Basil Maseko, National Treasury's Director for Savings told the Financial Planning Institute’s recent Retirement and Investment Workshop, that tax free savings accounts, not your retirement savings, were intended for rainy days.
However, the Covid-19 pandemic made it clear people had not saved for a rainy day, but they had made compulsory retirement savings and wanted to access these.
Treasury is considering allowing those who can prove they have lost a job or suffered a pay cut to have a once-off access to a portion of their savings, Maseko said.
He said if access is granted, fund members would only be able to withdraw a small amount and the two-bucket system would also limit how much and how many times you can withdraw, as "we do not want to turn funds into ATMS".
Borrowing against savings
A proposal to allow retirement funds to grant short-term loans or guarantees for loans to retirement fund members for any purpose - and not only to buy or build a home - has also been presented to parliament.
The Democratic Alliance’s Dion George introduced this proposed amendment to the Pension Funds Act as a private member’s bill.
George’s bill has drawn some criticism and parliament’s finance committee still needs to decide whether the bill is “desirable”.
Should the bill proceed, George is likely to propose that only up to 30% of what you have saved can be used as security for a loan.
If approved, banks and retirement funds will then need to decide if they want to lend you money for short term loans using your retirement savings as security. If any do, the National Credit Act requires that loans only be granted if you can afford the repayments.
Lightbody told parliament that only 1.4% of employer-sponsored retirement fund members are using pension-backed home loans, as most members cannot afford the repayments.
She also warned that allowing guaranteed short-term loans would remove the protection your retirement savings currently enjoy from being attached to settle outstanding debts.
In addition, if your retirement savings are used to repay a loan on which you have defaulted, this could have tax implications, Momoniat told parliament.
Financial quicksand
If parliament decides to give you access to your retirement savings, the decision to do so should not be taken lightly, Andrew Davison, chair of the Investments Committee of the Actuarial Society of South Africa, warns.
“Whatever you take from your retirement savings now is likely to cause a shortfall in your retirement,” he says.
Like stepping into quicksand, withdrawing from your fund “seems like no big deal but it’s almost impossible to regain solid financial footing once your retirement savings have been reduced”, Davison says.
Your retirement savings might rescue you from a difficult financial position now, but you will need to “refill the ‘hole’” in your savings before retirement or “it will most likely sink you later in life when your age, and possibly your health, might leave you with few options” for finding additional income, he says.

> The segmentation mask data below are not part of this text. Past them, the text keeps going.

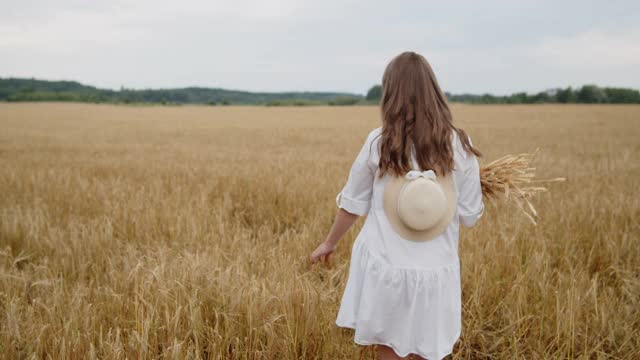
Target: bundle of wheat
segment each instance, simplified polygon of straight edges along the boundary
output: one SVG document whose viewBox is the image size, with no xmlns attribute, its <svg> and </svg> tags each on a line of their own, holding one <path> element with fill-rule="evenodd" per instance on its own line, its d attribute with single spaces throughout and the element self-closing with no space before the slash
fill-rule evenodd
<svg viewBox="0 0 640 360">
<path fill-rule="evenodd" d="M 480 183 L 485 198 L 495 203 L 499 197 L 513 201 L 535 225 L 538 213 L 529 199 L 547 188 L 541 183 L 564 181 L 564 178 L 534 179 L 536 168 L 531 167 L 538 150 L 532 154 L 507 155 L 480 168 Z"/>
</svg>

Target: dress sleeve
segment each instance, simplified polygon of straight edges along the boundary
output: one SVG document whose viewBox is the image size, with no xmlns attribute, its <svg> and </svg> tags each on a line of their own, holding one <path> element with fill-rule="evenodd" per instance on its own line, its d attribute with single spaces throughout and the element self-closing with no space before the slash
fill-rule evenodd
<svg viewBox="0 0 640 360">
<path fill-rule="evenodd" d="M 471 142 L 471 140 L 469 140 Z M 466 150 L 460 151 L 461 161 L 456 187 L 458 190 L 458 216 L 460 222 L 471 227 L 482 217 L 484 203 L 480 185 L 480 164 L 478 158 Z"/>
<path fill-rule="evenodd" d="M 336 205 L 351 214 L 365 215 L 371 207 L 375 167 L 369 159 L 373 137 L 372 132 L 351 165 L 346 184 L 336 196 Z"/>
</svg>

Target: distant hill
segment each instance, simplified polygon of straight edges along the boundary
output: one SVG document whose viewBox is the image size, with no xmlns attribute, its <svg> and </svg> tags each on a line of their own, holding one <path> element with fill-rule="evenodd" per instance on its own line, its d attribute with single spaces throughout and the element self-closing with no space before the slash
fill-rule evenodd
<svg viewBox="0 0 640 360">
<path fill-rule="evenodd" d="M 350 105 L 364 96 L 339 92 L 249 92 L 218 88 L 108 90 L 76 81 L 0 78 L 0 101 L 78 101 L 211 105 Z"/>
</svg>

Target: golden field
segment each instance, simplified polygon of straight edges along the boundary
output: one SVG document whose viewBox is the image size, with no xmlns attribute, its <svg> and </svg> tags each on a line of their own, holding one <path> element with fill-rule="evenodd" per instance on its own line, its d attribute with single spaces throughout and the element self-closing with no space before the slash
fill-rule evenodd
<svg viewBox="0 0 640 360">
<path fill-rule="evenodd" d="M 462 231 L 454 359 L 640 358 L 640 106 L 454 105 L 540 153 L 534 227 Z M 310 266 L 376 107 L 0 104 L 0 356 L 369 359 L 335 316 L 356 224 Z"/>
</svg>

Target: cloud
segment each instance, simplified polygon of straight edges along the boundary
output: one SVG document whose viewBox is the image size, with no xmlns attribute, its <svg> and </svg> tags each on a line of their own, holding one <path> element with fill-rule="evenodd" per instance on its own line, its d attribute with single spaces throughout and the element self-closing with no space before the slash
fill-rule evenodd
<svg viewBox="0 0 640 360">
<path fill-rule="evenodd" d="M 527 53 L 548 65 L 572 68 L 640 67 L 640 28 L 621 32 L 600 29 L 544 39 Z"/>
<path fill-rule="evenodd" d="M 22 0 L 0 12 L 0 76 L 363 93 L 415 50 L 452 92 L 637 86 L 636 4 Z"/>
</svg>

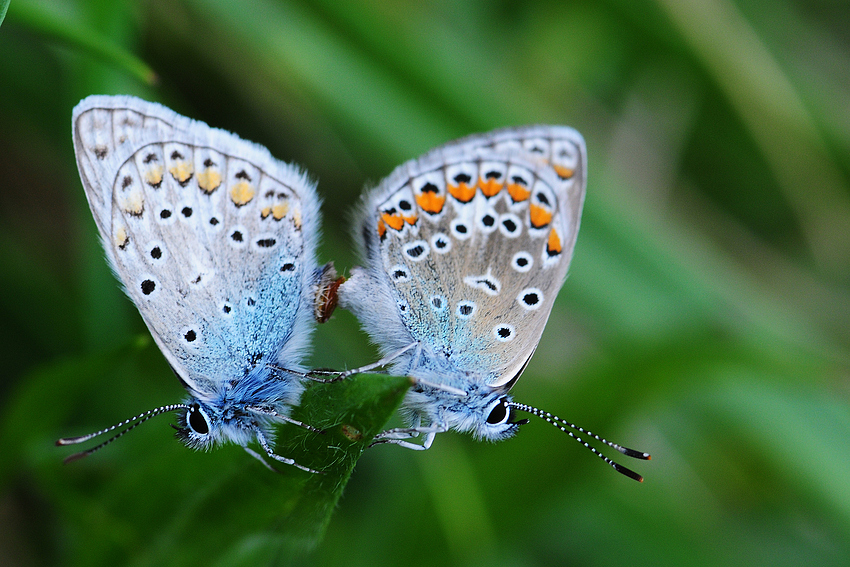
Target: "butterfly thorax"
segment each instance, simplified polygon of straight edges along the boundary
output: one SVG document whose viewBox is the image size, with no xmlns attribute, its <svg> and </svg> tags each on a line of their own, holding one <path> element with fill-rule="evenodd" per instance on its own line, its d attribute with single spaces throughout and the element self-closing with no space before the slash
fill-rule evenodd
<svg viewBox="0 0 850 567">
<path fill-rule="evenodd" d="M 298 403 L 303 386 L 285 371 L 261 363 L 242 377 L 222 382 L 216 392 L 194 393 L 190 407 L 178 414 L 177 437 L 193 449 L 210 449 L 222 443 L 245 446 L 257 432 L 274 438 L 276 416 L 288 416 Z"/>
</svg>

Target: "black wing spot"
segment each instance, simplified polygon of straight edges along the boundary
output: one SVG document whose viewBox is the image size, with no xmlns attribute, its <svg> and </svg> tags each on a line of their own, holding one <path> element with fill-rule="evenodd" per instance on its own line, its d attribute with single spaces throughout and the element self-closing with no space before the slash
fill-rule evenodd
<svg viewBox="0 0 850 567">
<path fill-rule="evenodd" d="M 423 248 L 423 246 L 421 244 L 417 244 L 416 246 L 413 246 L 412 248 L 408 248 L 405 252 L 411 258 L 418 258 L 419 256 L 422 255 L 423 252 L 425 252 L 425 248 Z"/>
<path fill-rule="evenodd" d="M 522 296 L 522 302 L 528 305 L 529 307 L 532 307 L 540 303 L 540 296 L 537 295 L 537 293 L 530 291 Z"/>
</svg>

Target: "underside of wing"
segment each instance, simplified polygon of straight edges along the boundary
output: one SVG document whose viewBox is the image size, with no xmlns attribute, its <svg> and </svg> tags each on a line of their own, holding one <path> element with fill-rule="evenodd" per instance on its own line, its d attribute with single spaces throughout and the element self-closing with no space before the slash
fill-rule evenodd
<svg viewBox="0 0 850 567">
<path fill-rule="evenodd" d="M 74 111 L 81 177 L 110 263 L 197 393 L 309 338 L 318 199 L 265 148 L 132 97 Z"/>
<path fill-rule="evenodd" d="M 369 274 L 425 347 L 423 364 L 491 386 L 522 369 L 567 274 L 584 160 L 570 128 L 501 130 L 408 162 L 367 196 Z"/>
</svg>

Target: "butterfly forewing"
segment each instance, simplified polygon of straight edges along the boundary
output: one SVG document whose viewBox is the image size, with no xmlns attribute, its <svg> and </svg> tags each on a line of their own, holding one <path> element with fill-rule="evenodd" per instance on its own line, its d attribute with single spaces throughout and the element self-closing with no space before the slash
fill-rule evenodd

As most retirement fund members have not saved enough for retirement, it is not ideal to let them withdraw some of the money, Maseko told the FPI workshop. “When you start your savings over again at a later age, they are not as effective as savings made early and preserved,” he said referring to the effect of compounding interest.
Lightbody told parliament that 60% of members have less than R50 000 saved in their retirement funds.
Davison says it takes dedication, discipline and patience to save enough to maintain your standard of living in retirement.
“Sadly, only a few South Africans get it right. For the rest, it means hard decisions about lowering standards of living, relying on family for financial support or queuing in the SASSA line for the meagre older person’s grant.”
Once finalised and implemented, probably only sometime next year, the “two-bucket system” will require South Africans to learn to save for emergencies and not just retirement, Davison says.
“Retirement is not the only reason to save. … Savings build resilience to enable people to withstand life’s knocks. In terms of knocks it doesn’t get much more brutal than the Covid-19 pandemic, which has left many people’s finances exposed,” he says.